Computing correlation function $\langle e^{i\beta \phi(x)}e^{-i\beta\phi(0)}\rangle$ for massless scalar field $\phi$

Question

I am currently reading Shankar's "Bosonization: How to make it work for you in condensed matter" (http://inspirehep.net/record/408901/). In page 9, I am stuck with computing the correlation function in (39).

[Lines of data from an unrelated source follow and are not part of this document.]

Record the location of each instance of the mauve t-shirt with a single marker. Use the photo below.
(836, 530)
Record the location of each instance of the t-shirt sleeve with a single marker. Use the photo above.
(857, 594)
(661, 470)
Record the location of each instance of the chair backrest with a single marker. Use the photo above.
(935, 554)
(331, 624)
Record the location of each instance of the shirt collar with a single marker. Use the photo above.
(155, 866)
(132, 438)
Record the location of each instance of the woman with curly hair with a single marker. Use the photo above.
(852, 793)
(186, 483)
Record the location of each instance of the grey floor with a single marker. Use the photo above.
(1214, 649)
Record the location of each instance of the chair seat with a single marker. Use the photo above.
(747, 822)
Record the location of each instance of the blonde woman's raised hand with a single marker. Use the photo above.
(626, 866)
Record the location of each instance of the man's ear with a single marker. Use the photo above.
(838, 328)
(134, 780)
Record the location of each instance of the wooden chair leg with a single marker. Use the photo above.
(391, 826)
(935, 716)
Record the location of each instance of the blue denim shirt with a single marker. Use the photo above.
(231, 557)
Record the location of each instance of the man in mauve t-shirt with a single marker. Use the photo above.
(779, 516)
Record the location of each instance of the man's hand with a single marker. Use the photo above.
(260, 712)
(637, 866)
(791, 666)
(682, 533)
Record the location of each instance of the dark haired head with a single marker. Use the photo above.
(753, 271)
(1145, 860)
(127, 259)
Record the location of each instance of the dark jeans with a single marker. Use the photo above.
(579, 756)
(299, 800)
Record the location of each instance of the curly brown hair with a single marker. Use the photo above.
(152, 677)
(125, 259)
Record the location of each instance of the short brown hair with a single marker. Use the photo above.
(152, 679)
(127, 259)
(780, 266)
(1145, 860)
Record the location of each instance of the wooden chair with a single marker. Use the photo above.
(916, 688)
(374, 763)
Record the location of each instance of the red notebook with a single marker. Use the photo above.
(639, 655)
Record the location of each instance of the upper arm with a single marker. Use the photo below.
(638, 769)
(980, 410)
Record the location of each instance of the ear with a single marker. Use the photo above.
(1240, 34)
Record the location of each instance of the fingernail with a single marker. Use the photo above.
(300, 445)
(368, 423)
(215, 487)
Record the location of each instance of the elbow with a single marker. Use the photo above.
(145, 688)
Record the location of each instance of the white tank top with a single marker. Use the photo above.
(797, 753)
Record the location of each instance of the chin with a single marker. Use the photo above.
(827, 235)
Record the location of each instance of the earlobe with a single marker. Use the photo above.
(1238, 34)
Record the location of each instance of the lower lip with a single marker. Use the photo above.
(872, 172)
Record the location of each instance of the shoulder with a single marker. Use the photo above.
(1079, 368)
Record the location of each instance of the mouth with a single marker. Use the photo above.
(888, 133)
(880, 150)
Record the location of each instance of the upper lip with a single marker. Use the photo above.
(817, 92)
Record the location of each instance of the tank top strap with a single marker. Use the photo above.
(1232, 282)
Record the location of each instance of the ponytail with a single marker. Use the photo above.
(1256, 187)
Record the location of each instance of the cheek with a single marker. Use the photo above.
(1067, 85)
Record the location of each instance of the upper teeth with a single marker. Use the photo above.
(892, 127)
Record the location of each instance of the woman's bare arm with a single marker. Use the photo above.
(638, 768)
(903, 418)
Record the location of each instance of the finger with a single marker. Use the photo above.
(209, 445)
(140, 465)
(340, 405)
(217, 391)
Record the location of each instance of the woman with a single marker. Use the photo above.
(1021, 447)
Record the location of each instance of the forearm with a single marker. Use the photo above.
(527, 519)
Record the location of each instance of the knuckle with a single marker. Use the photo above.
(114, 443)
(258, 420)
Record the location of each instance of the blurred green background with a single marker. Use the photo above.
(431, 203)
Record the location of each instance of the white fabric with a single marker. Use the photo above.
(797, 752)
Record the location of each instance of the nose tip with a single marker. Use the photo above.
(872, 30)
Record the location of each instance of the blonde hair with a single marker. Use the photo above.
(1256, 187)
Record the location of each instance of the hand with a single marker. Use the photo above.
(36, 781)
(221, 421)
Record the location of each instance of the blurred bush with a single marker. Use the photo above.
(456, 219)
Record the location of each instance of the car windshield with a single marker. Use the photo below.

The part of the article is as follows:

My question is about deriving (40). Following the guide given in few lines below the article, I found out $$:e^A: = :e^{A^++A^-}:=e^{A^+}e^{A^-}$$ but how can I proceed to (40). Moreover, if I just assume (40), I cannot understand (42). Letting $A=i\beta\phi(x), \quad B=i\beta\phi(0)$ and using (40) gives $$e^{i\beta\phi(x)}+e^{-i\beta\phi(0)}=:ie^{i\beta(\phi(x)-\phi(0))}: \exp\left(\beta^2\langle \phi(x)\phi(0)-\frac{\phi(x)^2+\phi(0)^2}{2}\rangle\right).$$ How can I match this with (42)?

Answer 1

First of all there is a typo on the left-hand side of eq. (40) in Ref. 1. It should read $$T(e^Ae^B)~=~\ldots.\tag{40'}$$ Here the time-order $T$ is often not explicitly written in the notation. E.g. there is also an implicitly written time-order $$G_{\beta}~\equiv~\langle T\left(\ldots \right)\rangle\tag{39'}$$ inside the correlator function (39). Under the time-order symbol the operator ordering doesn't matter so we can write eq. (40') as $$ T(e^C)~=~:e^C:~ e^{\frac{1}{2}\langle C^2 \rangle},\tag{40"}$$ where $$C~=~A+B.$$ Eq. (40") is a standard form of Wick's theorem, see e.g. my related Phys.SE answer here.

References:

1. R. Shankar, Bosonization: How to make it work for you in condensed matter, Acta Phys.Polon. B26 (1995) 1835-1867.

Answer 2

Equation 40 should read (a correct version can be found can be found in Shankars book) $$ e^Ae^B = :e^{A+B}: e^{\left\langle AB + \frac{1}{2}\left(A^2+B^2\right)\right\rangle} $$ The procedure is essentiall laid out in the paragraphs under eq.(40); given $A$ and $B$ commute with $[A,B]$, we have eq.(41) (this can be derived as a special case of the Baker-Campbell-Haausdorff formula) \begin{align} e^{A+B} &= e^A e^B e^{-\frac{1}{2}[A,B]}\\ &= e^B e^A e^{\frac{1}{2}[A,B]}\;. \end{align} We can now write $A = A^+ + A^-$ interms of creation and destruction parts (and similarly $B$) and use the above expression to reorder terms until we arrive at the normal ordered expression $:e^{A+B}:$ multiplied by a bunch of commutators.

Finally we note that \begin{align} \langle C D \rangle &= \langle (C^++C^-)(D^++D^-) \rangle\\ &=\langle C^-D^+\rangle \\ &= [C^-,D^+] \end{align} and use this to write the commutators in terms of the vacuum expectation values to obtain the final result.